MASCHKE, MAURICE (16 Oct. 1868-19 Nov. 1936), leader of the CUYAHOGA COUNTY REPUBLICAN PARTY for 35 years, was born in Cleveland to Jewish parents Joseph and Rosa Salinger Maschke. Known for his support of African American public servants, Maschke was able to rise above the strong anti-Semitism of the times to be a pioneer in ethnic and racial integration in politics.
He received his A.B. from Harvard University in 1890, returned to Cleveland, studied law, and was admitted to the Ohio bar in 1891. While reading law, he worked searching titles at the CUYAHOGA COUNTY COURTHOUSE, and eventually became an authority on title law. In 1914, he became a partner in the law firm of Mathews, Orgill, & Maschke.

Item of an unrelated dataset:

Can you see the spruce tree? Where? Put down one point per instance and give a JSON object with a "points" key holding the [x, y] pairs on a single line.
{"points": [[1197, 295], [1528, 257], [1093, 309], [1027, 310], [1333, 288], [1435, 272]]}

In 1897 Maschke was a precinct worker for Republican Mayor Robt. E. McKisson, being appointed deputy county recorder after McKisson's reelection. Maschke formed a political alliance with ALBERT "STARLIGHT" BOYD and worked with Republican congressman THEODORE BURTON. He served briefly as county recorder in 1910. In 1911 he was appointed collector of customs by Pres. Wm. Howard Taft, serving until 1914 when he became the head of the county Republican party organization, the peak of his power being 1914-28. He was elected Republican national committeeman 1924-32. Maschke initially supported the appointment of WM. R. HOPKINS for city manager; however, as Hopkins's influence over city council grew, Maschke's support turned into opposition and he was instrumental in persuading council to remove Hopkins in 1930. With the ascendancy of the Democratic party in the 1930s, his influence began to wane, and he retired as county Republican chairman in 1933. Maschke married Minnie Rice in 1903, and had 2 children, Maurice, Jr., and Helen Lamping Hanna. He died in Cleveland.